Nell’incontro virtuale dell’altro giorno con l’Organizzazione degli Stati americani, Boluarte ha detto di avere fatto di tutto per spingere il Congresso a fissare le elezioni presidenziali e legislative il più presto possibile. Mentre pare che col suo gabinetto stia studiando un provvedimento mediante cui anticipare le elezioni a fine anno, aprendo così potenzialmente lo scontro anche con gli ambienti che ancora la sostengono. È difficile prevedere se sarà in grado di mantenersi al potere fino alla celebrazione delle elezioni, o se la spinta delle piazze non la costringerà a dimettersi.
Intanto, uno studio dell’Instituto de estudios peruanos (Iep) di gennaio dice che il 50% della popolazione peruviana appoggia la protesta, mentre il 46% è contraria. Se Boluarte dovesse dimettersi, al suo posto andrebbe il presidente del Congresso, José Williams Zapata, appartenente alla destra oppositrice di Castillo. Dal punto di vista di chi protesta, si passerebbe dalla padella alla brace.
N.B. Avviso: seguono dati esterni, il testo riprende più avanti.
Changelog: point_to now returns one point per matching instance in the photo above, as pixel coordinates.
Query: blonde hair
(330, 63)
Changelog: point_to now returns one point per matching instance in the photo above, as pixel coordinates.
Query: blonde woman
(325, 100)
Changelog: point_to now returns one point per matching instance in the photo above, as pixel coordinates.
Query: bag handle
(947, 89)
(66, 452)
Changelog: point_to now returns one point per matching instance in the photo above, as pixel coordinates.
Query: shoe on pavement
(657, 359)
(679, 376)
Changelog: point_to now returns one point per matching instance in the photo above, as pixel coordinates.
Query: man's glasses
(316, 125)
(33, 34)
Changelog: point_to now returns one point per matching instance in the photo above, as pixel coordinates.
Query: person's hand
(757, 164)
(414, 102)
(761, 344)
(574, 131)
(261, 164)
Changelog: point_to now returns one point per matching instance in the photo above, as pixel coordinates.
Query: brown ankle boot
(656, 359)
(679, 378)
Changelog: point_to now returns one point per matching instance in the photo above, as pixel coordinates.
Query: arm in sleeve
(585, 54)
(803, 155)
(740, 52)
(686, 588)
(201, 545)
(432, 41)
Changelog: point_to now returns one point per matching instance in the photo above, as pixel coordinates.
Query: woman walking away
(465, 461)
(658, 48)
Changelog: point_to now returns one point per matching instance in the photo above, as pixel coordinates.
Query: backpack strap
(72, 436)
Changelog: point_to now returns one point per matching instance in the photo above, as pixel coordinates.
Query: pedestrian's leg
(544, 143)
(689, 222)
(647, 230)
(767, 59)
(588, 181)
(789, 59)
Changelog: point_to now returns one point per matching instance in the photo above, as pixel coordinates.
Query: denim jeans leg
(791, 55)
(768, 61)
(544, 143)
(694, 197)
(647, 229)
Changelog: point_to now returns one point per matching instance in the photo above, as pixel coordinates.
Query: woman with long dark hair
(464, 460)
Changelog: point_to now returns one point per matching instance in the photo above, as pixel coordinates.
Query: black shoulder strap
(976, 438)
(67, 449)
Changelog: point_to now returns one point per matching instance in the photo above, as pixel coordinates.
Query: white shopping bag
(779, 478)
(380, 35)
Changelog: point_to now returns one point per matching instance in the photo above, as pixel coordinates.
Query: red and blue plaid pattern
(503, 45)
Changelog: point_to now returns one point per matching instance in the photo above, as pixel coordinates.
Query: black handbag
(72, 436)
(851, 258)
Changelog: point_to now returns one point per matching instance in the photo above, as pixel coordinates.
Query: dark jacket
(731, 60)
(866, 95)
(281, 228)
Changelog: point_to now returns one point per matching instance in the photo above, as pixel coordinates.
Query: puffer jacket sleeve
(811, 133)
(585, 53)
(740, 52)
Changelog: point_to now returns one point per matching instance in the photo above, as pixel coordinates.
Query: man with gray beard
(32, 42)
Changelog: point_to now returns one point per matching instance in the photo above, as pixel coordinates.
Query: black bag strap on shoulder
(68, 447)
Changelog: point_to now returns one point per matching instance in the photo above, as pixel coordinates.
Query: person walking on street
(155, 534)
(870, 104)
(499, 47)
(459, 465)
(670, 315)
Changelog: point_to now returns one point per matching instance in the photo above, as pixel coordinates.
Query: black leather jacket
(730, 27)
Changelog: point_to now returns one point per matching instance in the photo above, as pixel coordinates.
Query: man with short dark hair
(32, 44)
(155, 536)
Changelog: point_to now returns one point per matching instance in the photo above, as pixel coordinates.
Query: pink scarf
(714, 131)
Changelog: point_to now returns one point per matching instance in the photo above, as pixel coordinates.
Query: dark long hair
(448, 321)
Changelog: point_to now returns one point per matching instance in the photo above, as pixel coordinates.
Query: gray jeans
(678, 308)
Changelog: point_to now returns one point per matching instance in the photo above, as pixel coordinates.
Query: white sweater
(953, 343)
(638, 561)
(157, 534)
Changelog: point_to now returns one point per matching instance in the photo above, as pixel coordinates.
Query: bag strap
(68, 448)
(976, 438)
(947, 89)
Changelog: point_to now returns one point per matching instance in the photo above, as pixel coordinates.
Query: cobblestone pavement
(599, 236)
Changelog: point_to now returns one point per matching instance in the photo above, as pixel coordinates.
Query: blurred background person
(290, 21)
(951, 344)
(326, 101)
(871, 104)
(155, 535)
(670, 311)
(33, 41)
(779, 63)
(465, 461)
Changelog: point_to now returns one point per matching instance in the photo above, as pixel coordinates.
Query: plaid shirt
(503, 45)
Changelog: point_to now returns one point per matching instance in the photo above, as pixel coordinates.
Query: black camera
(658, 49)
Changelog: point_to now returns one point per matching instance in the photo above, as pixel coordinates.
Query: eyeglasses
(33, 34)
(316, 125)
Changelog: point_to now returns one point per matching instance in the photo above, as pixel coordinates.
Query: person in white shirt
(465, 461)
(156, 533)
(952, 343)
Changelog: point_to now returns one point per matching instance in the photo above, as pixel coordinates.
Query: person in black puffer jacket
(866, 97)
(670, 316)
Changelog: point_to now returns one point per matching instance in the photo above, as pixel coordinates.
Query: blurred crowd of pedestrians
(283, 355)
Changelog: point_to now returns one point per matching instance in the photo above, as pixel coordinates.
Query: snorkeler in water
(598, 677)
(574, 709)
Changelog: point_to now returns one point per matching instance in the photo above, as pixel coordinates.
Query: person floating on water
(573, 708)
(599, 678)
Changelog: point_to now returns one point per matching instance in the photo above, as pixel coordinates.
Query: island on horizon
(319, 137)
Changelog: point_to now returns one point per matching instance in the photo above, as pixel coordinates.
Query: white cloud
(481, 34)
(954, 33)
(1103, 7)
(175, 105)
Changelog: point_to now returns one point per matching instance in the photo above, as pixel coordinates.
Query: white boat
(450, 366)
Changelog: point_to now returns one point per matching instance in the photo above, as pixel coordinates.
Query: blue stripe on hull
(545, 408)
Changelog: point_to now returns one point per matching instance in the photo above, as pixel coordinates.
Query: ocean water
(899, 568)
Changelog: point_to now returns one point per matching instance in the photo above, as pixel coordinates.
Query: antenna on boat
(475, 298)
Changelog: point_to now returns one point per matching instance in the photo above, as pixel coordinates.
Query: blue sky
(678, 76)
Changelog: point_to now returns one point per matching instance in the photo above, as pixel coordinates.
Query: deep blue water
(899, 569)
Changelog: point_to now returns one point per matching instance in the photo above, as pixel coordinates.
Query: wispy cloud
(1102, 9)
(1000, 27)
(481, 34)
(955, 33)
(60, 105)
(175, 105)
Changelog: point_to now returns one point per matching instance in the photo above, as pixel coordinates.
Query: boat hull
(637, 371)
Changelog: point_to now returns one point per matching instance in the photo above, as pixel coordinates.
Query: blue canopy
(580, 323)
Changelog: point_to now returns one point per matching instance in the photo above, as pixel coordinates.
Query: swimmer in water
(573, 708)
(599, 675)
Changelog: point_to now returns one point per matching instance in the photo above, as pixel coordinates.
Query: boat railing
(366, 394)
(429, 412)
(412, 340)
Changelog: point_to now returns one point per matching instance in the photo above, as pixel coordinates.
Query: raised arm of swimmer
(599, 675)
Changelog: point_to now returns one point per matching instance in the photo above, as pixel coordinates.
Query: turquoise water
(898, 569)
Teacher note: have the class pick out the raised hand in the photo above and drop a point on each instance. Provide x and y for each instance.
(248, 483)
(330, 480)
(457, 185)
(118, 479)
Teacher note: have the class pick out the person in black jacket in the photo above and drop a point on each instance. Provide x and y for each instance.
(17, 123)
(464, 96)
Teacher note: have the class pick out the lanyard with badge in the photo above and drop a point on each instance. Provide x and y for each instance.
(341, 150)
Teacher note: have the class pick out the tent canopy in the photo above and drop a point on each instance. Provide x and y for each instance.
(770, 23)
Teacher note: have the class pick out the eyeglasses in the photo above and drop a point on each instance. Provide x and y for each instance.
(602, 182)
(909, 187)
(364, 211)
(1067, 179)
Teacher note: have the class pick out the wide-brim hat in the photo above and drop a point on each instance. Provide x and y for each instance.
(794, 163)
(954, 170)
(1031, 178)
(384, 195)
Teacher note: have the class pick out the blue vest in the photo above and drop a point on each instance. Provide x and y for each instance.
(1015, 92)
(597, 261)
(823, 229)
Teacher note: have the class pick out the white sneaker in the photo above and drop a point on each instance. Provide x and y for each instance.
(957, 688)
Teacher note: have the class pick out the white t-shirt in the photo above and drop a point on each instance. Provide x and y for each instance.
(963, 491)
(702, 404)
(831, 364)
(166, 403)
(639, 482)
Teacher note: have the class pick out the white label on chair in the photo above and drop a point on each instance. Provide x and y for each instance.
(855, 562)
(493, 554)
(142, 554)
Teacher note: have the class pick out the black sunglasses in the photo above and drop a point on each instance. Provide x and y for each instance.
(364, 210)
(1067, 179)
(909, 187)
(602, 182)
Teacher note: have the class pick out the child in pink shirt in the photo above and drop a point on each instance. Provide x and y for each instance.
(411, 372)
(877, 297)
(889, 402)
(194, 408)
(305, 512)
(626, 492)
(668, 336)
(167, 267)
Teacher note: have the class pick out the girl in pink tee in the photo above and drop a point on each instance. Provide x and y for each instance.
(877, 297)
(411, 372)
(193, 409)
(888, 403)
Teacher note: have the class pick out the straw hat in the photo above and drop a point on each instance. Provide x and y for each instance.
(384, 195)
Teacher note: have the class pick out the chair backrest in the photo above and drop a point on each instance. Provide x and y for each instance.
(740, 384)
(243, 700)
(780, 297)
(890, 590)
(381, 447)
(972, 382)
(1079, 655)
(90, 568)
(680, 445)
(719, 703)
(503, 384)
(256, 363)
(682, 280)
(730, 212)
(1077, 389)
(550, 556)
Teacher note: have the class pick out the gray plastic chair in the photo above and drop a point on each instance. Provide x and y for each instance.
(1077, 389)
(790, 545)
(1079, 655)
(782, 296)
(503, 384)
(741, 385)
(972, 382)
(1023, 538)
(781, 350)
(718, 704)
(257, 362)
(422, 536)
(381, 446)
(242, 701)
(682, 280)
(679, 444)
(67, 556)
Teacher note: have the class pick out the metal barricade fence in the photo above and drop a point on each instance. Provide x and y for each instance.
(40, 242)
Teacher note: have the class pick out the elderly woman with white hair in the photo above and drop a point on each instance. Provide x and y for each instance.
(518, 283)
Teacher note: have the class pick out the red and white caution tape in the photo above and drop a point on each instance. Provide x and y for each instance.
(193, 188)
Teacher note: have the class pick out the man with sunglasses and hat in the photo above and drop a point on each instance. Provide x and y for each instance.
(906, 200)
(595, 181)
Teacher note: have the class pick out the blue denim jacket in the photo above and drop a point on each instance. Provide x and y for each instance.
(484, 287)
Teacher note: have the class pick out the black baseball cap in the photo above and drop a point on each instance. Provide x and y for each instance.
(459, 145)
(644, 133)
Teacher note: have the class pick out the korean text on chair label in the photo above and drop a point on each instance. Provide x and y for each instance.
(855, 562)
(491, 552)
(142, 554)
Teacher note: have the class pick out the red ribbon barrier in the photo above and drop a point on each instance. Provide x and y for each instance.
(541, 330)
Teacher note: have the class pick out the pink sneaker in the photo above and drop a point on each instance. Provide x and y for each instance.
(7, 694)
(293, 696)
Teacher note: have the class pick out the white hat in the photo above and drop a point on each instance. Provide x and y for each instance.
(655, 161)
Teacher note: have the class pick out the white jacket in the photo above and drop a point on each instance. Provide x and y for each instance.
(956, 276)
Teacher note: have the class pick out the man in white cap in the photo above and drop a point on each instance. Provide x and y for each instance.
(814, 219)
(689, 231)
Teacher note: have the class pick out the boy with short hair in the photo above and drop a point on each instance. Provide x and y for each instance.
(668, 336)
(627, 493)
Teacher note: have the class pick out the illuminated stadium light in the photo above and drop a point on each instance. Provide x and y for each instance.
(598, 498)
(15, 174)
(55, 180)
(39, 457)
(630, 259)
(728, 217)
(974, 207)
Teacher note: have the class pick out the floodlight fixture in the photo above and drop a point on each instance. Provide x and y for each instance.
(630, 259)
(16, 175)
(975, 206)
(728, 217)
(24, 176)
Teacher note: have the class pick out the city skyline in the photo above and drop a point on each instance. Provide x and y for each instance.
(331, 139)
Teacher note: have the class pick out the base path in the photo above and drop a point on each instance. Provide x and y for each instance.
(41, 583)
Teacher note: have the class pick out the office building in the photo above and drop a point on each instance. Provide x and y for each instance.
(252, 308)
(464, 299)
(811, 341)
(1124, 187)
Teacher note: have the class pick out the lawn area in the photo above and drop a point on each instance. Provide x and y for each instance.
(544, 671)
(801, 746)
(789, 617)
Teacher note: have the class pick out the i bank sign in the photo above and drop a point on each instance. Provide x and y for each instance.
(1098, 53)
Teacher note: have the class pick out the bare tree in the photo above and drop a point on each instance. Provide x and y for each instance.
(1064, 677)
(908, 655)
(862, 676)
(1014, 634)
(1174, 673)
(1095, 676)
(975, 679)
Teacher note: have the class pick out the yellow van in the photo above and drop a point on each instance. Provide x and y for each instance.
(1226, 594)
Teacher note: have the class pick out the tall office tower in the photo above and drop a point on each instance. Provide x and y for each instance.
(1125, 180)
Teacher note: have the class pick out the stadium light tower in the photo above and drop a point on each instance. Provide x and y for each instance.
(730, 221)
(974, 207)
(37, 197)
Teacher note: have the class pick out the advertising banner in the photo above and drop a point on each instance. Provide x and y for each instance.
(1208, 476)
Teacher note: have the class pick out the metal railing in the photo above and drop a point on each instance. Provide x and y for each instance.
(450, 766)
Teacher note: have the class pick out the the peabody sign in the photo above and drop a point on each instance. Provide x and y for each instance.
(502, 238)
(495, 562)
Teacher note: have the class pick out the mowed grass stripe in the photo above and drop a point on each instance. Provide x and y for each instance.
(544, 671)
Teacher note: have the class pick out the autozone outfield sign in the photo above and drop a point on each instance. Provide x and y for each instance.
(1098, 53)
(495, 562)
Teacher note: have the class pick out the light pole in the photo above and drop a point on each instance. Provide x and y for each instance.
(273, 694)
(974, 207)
Alcuni governatori regionali hanno proposto che a dimettersi sia tutta la dirigenza del Congresso, per permettere a qualche altro legislatore di assumere la presidenza, nel caso in cui Boluarte (che, sempre secondo Iep, ha il 71% della disapprovazione) getti la spugna. Ma sembra pure questa una proposta debole, visto il rifiuto generalizzato di ogni formazione politica attualmente in parlamento da parte di chi protesta. E mentre anche a Lima il 52% della popolazione, con il 72% dei giovani, giustifica le manifestazioni, il 38% degli intervistati pensa che esse siano vincolate al terrorismo, mentre il 13% le vede legate alle economie illegali. Al contrario, nel resto del Paese, il 50% ritiene che a protestare siano cittadini spontanei o organizzati.
Vista la situazione, un’altra possibile via d’uscita, spalleggiata dal 69% della popolazione, potrebbe essere la nascita di un’Assemblea costituente. Ma la crisi e la frammentazione del tessuto politico peruviano difficilmente potranno condurre le parti in gioco su un terreno di valori e principi condivisi, favorevole alla stesura di una nuova Carta fondamentale. Al tempo del ballottaggio tra Castillo e Keiko Fujimori, il cui padre lo aveva battuto quando si era candidato alla presidenza, il premio Nobel della letteratura, Mario Vargas Llosa, aveva espresso il suo appoggio alla figlia dell’antico avversario. Neoliberista e avverso da tempo a ogni forma di progressismo in politica, Vargas Llosa si era lasciato andare alla profezia che Castillo avrebbe portato il caos nel Paese, provocando il ritorno della dittatura militare. C’è solo da sperare che avesse torto.